Perfume manufacturers must cope with the scarcity of precious supplies

This article is more than 10 years old
The raw ingredients in famous brands are vulnerable to political upheaval, changes in agricultural practices and natural disasters

The perfume industry is facing a major problem: maintaining constant levels of quality is crucial, but it is increasingly difficult to obtain a regular supply of all the necessary natural ingredients. Essential oils such as jasmine, rose, vetiver, ilang-ilang, iris, vanilla, sandalwood or lavender cannot be synthesised in the laboratory. But supplies are dwindling and need to be protected, in some cases by the perfume industry itself.

In 1987, for example, Chanel made an agreement to buy all the jasmine flowers produced by the Mul family, which has been the main source of the flowers in France for five generations. Jacques Polge, Chanel's top "nose" since 1978, made the decision when developers started trying to buy up land around Grasse, where the Muls cultivate three hectares of the precious plant.

The crop of fragrant white flowers – between 10 and 15 tonnes a year – is almost entirely used in Chanel No 5, the perfume created by Ernest Beaux in 1921 and now the world's biggest-selling fragrance. The smallest bottle (30ml) contains the equivalent of 1,000 buds. They are hand-picked in the morning to retain as much fragrance as possible, from August to October – and processed the same day.

The partnership between Chanel and the Mul family has since been extended to include Provence rose, iris, tuberose and an old variety of geranium. The factory located nearby is both a laboratory and a processing plant.

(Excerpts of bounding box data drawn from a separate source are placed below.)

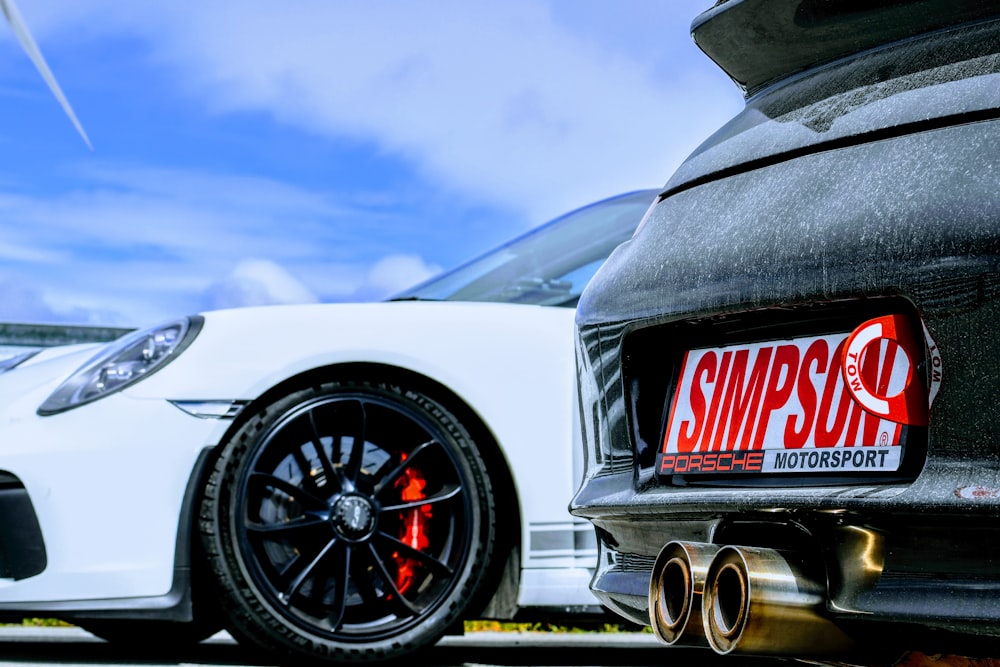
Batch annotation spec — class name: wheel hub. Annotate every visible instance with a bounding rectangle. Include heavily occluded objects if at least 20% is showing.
[330,495,376,541]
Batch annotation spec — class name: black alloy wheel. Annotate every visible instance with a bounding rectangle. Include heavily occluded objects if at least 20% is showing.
[201,382,495,661]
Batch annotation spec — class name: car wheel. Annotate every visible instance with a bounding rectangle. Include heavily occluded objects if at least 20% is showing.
[201,382,494,661]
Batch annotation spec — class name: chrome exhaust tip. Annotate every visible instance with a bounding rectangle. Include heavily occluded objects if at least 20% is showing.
[649,542,719,646]
[702,546,853,655]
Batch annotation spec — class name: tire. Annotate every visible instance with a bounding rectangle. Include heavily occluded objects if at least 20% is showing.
[200,382,495,663]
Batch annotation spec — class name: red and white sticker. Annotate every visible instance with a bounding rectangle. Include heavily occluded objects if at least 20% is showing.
[657,315,940,475]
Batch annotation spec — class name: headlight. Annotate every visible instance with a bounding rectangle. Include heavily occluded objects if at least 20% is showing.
[38,316,204,416]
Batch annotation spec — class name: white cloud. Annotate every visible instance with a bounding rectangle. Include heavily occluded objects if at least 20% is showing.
[208,259,319,308]
[368,255,441,296]
[17,0,742,220]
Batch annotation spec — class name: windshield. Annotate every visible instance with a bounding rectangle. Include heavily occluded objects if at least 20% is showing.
[394,190,658,307]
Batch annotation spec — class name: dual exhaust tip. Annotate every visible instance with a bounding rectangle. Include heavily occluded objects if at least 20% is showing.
[649,542,853,655]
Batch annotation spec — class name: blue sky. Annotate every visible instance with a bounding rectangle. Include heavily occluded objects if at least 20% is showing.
[0,0,742,326]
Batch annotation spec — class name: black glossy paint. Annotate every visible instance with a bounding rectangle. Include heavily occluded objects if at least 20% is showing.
[571,0,1000,643]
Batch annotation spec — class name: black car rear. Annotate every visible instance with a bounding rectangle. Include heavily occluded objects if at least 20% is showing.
[571,0,1000,655]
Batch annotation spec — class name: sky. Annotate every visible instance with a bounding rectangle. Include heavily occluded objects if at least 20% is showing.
[0,0,743,326]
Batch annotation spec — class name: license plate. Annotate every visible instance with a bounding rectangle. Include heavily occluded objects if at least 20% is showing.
[656,316,928,475]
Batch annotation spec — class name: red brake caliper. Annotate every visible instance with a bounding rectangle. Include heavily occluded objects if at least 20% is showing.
[392,454,431,593]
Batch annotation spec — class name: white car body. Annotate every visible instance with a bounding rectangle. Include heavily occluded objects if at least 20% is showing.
[0,191,653,662]
[0,302,596,613]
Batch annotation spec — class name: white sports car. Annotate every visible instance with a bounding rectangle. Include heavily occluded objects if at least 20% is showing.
[0,191,654,661]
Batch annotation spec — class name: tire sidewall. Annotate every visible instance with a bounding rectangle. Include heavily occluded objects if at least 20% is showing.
[202,381,495,661]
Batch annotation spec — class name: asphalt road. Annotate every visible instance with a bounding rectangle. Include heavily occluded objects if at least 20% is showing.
[0,627,788,667]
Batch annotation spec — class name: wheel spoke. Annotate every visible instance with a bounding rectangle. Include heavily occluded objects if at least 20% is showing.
[378,532,455,577]
[248,472,326,508]
[309,410,343,490]
[379,484,462,512]
[373,440,440,497]
[292,447,322,494]
[281,539,338,603]
[368,542,420,616]
[327,544,354,632]
[245,515,330,539]
[346,400,367,485]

At Guerlain, a subsidiary of LVMH, the head perfumier Thierry Wasser was also responsible for starting jasmine production again in Calabria, Italy. "I spend about a quarter of my time in the fields, talking to growers," he says. His quest for new fragrances has taken him as far as the mountains near Kashan, Iran, in search of the Damascus rose, still grown there using traditional methods. It features in a new eau de parfum.

His work takes him to Tunisia too, to supervise the harvest of orange blossom, of which Guerlain distils 100 tonnes a year for its own use. Here too he sources bergamot, a favourite ingredient in his preparations.

Wasser has set aside a bottle of rose oil, which he considers the most remarkable of last year's harvest. It is the result of a perfect balance between dew and sunlight. Much as with the best wines, the raw materials of perfume are always changing, affected by the soil, sunlight, rainfall and temperature. Their price varies too, depending on crop yields.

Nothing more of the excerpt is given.